Cumulative active release (%) from the gel formulations containing nanoencapsulated ferulic acid: (a) Gel A versus Gel B and (b) 0.5% (Gel B) versus 0.25% (Gel C) nanoencapsulated ferulic acid gel. Data represent mean ± SD (n = 3). *Significant difference: Gel A versus Gel B (p < 0.05).
Active release from the gel formulations containing 0.5% (Gel B) and 0.25% (Gel C) nanoencapsulated ferulic acid were also compared. This experiment was conducted to find out whether % of active present in the gel has any impact on the release rate. No significant difference in cumulative % active release was noticed between these two gel formulations (Fig. 6b). This result indicates that active concentration did not have influence on cumulative % active release although cumulative amount of active release was significantly lower from gel containing 0.25% (w/w) ferulic acid than 0.5% (w/w) ferulic acid.
Active permeation
In another study, the membrane was treated by soaking in 85% (w/w) isopropyl myristate (IPM) and 15% (w/w) ethoxylated aliphatic amine (Ethomeen O/12LC) for 12 h to simulate skin lipophilicity44,51. Any excess solution was removed by Kimwipe before its use on Franz diffusion cell. Gel B was used for this permeation study as it demonstrated controlled release and good physicochemical stability profiles (details in stability section). The result shows significantly lower active permeation rate through treated membrane than non-treated membrane (Fig. 7a). This is due to imposed lipophilicity on the membrane (closer to skin) which slowed down active permeation through the membrane. This result suggests that permeation of active will be controlled by structure and permeability of skin/membrane.
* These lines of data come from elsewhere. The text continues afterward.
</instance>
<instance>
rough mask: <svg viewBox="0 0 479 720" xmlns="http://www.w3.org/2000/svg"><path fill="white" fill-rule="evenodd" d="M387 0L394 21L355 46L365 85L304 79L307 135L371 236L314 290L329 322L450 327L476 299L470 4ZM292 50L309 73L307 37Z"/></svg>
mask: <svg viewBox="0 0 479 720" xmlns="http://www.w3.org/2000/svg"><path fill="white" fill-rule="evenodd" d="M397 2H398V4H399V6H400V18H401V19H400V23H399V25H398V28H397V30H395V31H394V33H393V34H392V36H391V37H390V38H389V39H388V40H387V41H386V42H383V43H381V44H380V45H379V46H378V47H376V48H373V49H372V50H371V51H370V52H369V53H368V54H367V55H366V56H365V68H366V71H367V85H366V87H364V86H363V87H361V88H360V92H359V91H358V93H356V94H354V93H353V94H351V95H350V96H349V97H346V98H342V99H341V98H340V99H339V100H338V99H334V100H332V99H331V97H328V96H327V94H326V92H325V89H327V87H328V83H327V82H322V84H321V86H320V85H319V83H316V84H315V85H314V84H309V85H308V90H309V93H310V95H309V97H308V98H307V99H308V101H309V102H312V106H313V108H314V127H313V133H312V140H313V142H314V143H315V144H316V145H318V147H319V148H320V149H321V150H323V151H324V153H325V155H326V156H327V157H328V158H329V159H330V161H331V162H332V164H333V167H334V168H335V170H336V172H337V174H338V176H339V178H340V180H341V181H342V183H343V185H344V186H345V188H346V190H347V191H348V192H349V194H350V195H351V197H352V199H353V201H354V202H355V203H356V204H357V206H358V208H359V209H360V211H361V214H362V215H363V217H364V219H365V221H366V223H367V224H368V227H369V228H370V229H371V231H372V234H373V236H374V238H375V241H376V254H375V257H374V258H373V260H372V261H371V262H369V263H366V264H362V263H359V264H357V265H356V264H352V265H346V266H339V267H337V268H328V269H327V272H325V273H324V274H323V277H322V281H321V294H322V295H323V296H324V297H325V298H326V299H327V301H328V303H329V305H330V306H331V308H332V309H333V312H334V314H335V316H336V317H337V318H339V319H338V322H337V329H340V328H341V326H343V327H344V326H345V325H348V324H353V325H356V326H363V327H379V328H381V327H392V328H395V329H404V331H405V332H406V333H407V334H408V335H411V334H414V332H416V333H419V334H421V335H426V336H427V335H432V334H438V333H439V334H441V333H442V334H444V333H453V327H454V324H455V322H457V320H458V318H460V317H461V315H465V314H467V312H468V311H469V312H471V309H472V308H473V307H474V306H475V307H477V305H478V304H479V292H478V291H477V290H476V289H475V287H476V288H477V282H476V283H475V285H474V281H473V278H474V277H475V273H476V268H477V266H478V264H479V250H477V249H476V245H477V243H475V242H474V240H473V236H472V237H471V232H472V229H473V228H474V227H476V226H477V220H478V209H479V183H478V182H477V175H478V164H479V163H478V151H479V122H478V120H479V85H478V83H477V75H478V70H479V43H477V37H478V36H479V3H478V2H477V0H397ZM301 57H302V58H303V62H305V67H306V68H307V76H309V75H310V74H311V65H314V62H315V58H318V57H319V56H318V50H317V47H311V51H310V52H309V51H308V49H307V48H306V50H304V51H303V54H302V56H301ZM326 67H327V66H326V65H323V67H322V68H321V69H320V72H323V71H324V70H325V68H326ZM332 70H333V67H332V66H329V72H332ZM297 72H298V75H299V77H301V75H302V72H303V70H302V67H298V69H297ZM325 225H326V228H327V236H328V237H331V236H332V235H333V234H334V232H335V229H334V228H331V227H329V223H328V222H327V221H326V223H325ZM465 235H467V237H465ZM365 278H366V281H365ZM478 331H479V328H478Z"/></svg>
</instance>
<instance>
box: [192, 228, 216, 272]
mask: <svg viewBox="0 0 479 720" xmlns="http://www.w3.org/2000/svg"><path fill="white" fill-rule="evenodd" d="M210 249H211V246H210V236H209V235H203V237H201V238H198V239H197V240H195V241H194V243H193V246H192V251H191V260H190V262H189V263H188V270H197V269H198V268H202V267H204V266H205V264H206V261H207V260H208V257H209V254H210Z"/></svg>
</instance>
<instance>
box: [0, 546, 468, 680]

Cumulative active permeation (a) through treated and untreated polysulfone membranes, and Strat-M membrane (skin mimic) from Gel B, and (b) through Strat-M membrane from ferulic acid aqueous solution, nanoencapsulated ferulic acid dispersion, and Gel B. Data represent mean ± SD (n = 3). Significant difference (p < 0.05): *Untreated membrane versus treated membrane, treated membrane versus Strat-M, and untreated membrane versus Strat-M. #Ferulic acid solution versus nanoencapsulated ferulic acid, nanoencapsulated ferulic acid versus Gel B, and ferulic acid solution versus Gel B. ##Gel B versus nanoencapsulated ferulic acid and ferulic acid solution. **Ferulic acid solution versus Gel B and nanoencapsulated ferulic.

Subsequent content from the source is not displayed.